# RDoC Expert Survey Author Finder
Chris Iyer
Updated 3/23/2023

This is a notebook designed to find authors' emails for the purposes of sending them our RDoC Expert Survey Screener. Leveraging functions from `author_finder_functions.py`, this notebook will do the following things for each of the tasks we are using:
1. Search pubmed central (PMC) for open-access articles in the past 10 years with task keywords in the abstract.
2. Obtain correspondence/author emails for as many of these articles as possible.
3. Retrieve the number of PMC articles that cite the given PMC article.
4. Select the top <n> (100?) most-cited papers and retrieve their emails in order to send them our expert screener. 
5. We'll write these emails to a CSV.


In [1]:
from author_finder_functions import *

In [2]:
ROOT_PATH = '/Users/chrisiyer/_Current/lab/code/author_finder/pubget_data/' # change this to match your local desired path

# tasks: 'spatial_cueing', 'visual_search', 'cued_ts', 'ax_cpt', 'flanker', 'stroop', 'stop_signal', 'go_nogo', 'span', 'change_detection', 'n_back'
all_tasks = ['spatial_cueing', 'visual_search', 'cued_ts', 'ax_cpt', 'flanker', 'stroop', 'stop_signal', 'go_nogo', 'span', 'change_detection', 'n_back']
tasks_to_run = all_tasks

# if you would like to manually change the keywords to search through, do so here:
# task_keywords[task_to_run] = ['stop-signal task', 'stop signal task']

### Option 1: run all-in-one

In [3]:
run_author_finder(tasks_to_run, ROOT_PATH, output = 'csv') # output = 'txt'

INFO	2023-04-07T14:47:47-0700	pubget._download	Nothing to do: current processing step 'download' already completed in /Users/chrisiyer/_Current/lab/code/author_finder/pubget_data/spatial_cueing/query_985725b7fed8fc29d2aca0ec88f29238/articlesets
INFO	2023-04-07T14:47:47-0700	pubget._articles	Nothing to do: current processing step 'extract_articles' already completed in /Users/chrisiyer/_Current/lab/code/author_finder/pubget_data/spatial_cueing/query_985725b7fed8fc29d2aca0ec88f29238/articles
INFO	2023-04-07T14:47:47-0700	pubget._data_extraction	Nothing to do: current processing step 'extract_data' already completed in /Users/chrisiyer/_Current/lab/code/author_finder/pubget_data/spatial_cueing/query_985725b7fed8fc29d2aca0ec88f29238/subset_allArticles_extractedData


NameError: name 'ROOT_PATH' is not defined

### Option 2: Run step-by-step

In [None]:
task_to_run = tasks_to_run[0] # CHANGE THIS

outpath = os.path.join(ROOT_PATH, task_to_run)

In [None]:
# 1. pubmed search
do_pubget_query(task_keywords[task_to_run], outpath) # writes directory with search results

In [None]:
# 2. Pull emails and PMCIDS
query_path = os.path.join(outpath,
                           [i for i in os.listdir(ROOT_PATH + task_to_run) if i.startswith('query')][0],
                           'articlesets')
papers = get_all_emails(query_path) # PMCIDs and emails

In [None]:
# 3. Top 100 most cited
papers_top = get_most_cited(papers, n=100)

In [None]:
# 4. write output
write_papers_csv(papers_top, outpath) 
# OR
write_email_txt(papers_top, outpath)

### CURRENT CAVEATS

1. The keywords are imperfect.
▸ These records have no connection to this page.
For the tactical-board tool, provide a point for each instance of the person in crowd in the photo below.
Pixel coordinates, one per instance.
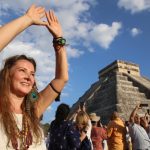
(82, 124)
(128, 137)
(73, 116)
(116, 133)
(98, 134)
(20, 104)
(63, 133)
(140, 139)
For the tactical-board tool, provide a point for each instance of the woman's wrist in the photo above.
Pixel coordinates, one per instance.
(28, 19)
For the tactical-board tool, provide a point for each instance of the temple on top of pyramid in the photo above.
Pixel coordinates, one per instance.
(120, 88)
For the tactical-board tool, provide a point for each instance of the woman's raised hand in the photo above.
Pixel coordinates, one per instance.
(53, 24)
(35, 14)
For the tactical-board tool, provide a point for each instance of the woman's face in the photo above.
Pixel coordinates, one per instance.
(22, 77)
(81, 126)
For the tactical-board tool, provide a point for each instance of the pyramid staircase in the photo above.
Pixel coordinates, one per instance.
(117, 91)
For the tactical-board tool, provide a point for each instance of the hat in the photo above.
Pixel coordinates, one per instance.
(94, 117)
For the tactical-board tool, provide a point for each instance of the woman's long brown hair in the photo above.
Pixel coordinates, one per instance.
(6, 115)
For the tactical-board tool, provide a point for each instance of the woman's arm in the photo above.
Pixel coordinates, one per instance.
(47, 96)
(9, 31)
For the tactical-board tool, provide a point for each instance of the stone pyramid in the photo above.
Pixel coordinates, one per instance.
(120, 88)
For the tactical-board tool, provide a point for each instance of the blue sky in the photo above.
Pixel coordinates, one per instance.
(98, 32)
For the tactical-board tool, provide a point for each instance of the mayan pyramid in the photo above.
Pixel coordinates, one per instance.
(120, 88)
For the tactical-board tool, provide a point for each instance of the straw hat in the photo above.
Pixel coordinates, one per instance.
(94, 117)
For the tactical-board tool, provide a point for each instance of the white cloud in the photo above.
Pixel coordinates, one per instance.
(135, 32)
(134, 5)
(75, 19)
(104, 34)
(74, 53)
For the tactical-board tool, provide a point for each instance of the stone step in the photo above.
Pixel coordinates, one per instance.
(127, 88)
(120, 77)
(135, 93)
(122, 82)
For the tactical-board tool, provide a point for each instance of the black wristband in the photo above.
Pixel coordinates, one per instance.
(58, 97)
(59, 41)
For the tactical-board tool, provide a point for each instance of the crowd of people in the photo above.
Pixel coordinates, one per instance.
(82, 131)
(21, 105)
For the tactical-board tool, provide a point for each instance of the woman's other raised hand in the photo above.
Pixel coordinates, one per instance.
(35, 14)
(53, 24)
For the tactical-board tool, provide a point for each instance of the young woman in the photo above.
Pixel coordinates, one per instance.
(19, 114)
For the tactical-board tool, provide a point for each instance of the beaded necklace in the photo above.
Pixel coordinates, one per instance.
(24, 136)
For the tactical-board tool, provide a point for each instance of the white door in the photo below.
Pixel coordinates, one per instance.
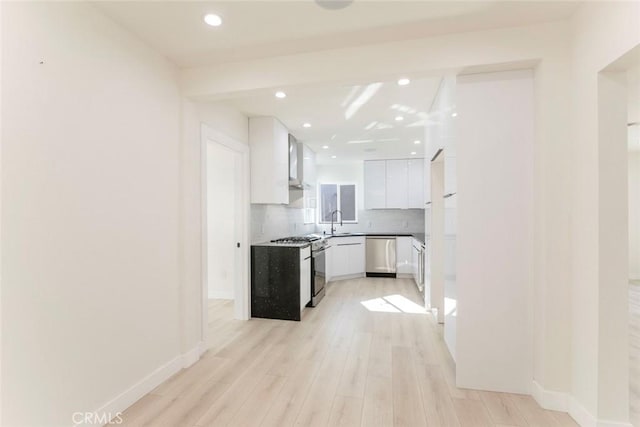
(223, 214)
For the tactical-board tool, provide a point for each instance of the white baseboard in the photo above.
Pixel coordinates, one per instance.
(585, 419)
(563, 402)
(552, 400)
(134, 393)
(221, 294)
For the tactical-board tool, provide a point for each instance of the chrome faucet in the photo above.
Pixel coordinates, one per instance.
(336, 214)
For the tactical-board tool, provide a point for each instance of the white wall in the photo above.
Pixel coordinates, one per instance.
(436, 252)
(601, 33)
(90, 163)
(634, 215)
(495, 231)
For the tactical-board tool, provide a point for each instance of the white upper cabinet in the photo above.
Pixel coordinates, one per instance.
(309, 166)
(375, 184)
(397, 184)
(394, 184)
(269, 143)
(416, 183)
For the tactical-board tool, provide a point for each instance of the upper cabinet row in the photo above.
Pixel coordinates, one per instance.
(281, 168)
(394, 184)
(269, 142)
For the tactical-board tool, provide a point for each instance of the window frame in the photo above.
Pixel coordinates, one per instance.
(338, 185)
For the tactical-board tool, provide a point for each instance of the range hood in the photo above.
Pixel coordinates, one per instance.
(297, 177)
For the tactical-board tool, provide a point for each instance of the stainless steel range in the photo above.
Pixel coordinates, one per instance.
(318, 263)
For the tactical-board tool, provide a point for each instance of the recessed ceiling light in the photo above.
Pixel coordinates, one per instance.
(213, 20)
(359, 141)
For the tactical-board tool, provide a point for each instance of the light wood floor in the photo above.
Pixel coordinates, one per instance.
(342, 365)
(634, 353)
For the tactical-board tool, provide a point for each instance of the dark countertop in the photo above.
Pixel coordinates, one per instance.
(418, 236)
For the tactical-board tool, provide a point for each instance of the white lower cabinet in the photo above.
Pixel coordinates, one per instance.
(404, 261)
(346, 257)
(305, 277)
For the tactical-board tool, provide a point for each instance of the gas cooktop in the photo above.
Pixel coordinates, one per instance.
(298, 239)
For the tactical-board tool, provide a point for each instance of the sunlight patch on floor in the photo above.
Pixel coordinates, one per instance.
(393, 304)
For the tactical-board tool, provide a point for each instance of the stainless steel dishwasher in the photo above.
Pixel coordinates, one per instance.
(381, 256)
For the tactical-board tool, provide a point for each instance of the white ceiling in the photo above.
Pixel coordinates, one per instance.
(258, 29)
(335, 120)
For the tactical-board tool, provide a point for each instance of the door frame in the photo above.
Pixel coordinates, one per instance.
(241, 288)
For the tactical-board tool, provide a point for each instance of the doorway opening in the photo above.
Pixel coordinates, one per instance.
(225, 233)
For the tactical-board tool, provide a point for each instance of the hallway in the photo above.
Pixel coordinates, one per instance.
(367, 355)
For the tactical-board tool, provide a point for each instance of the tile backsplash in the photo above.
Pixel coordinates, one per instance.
(383, 221)
(274, 221)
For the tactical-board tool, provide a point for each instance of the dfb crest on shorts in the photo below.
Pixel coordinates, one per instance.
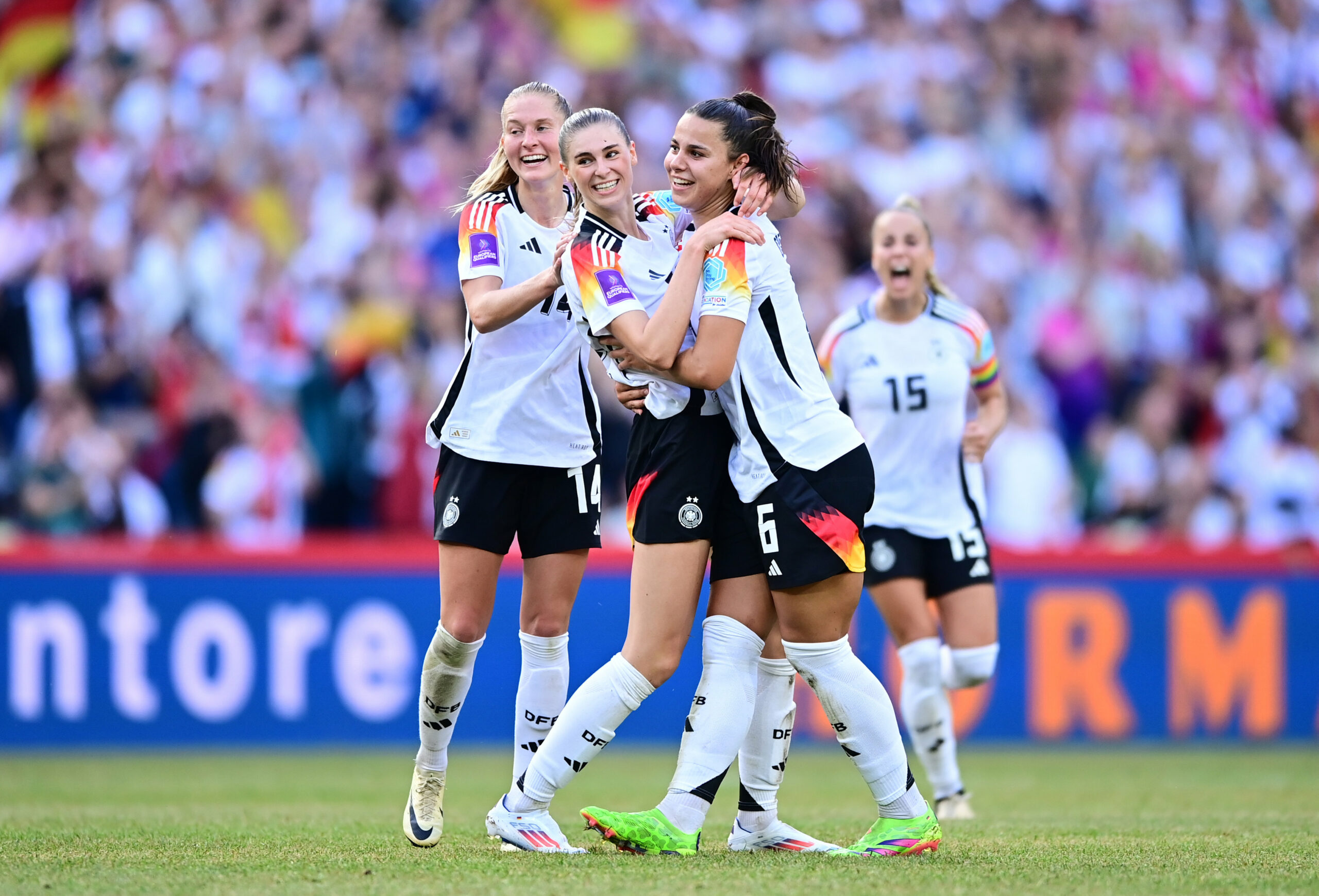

Including "task" will exclude a lot of good papers, but leaving it out means we get articles like [this article](https://www.ncbi.nlm.nih.gov/pmc/articles/PMC4359377/) that are about the 'stop codon acting as a stop signal' and not about the stop signal task at all.

2. A few emails are lost (somewhere in the ballpark of 2%). I'm not worried.

3. We are sorting by # of citations only of other papers in PMC (not necessarily all citations of the paper, but just the ones in PMC). 

4. This search only gets open access papers, which is not all possible serach results.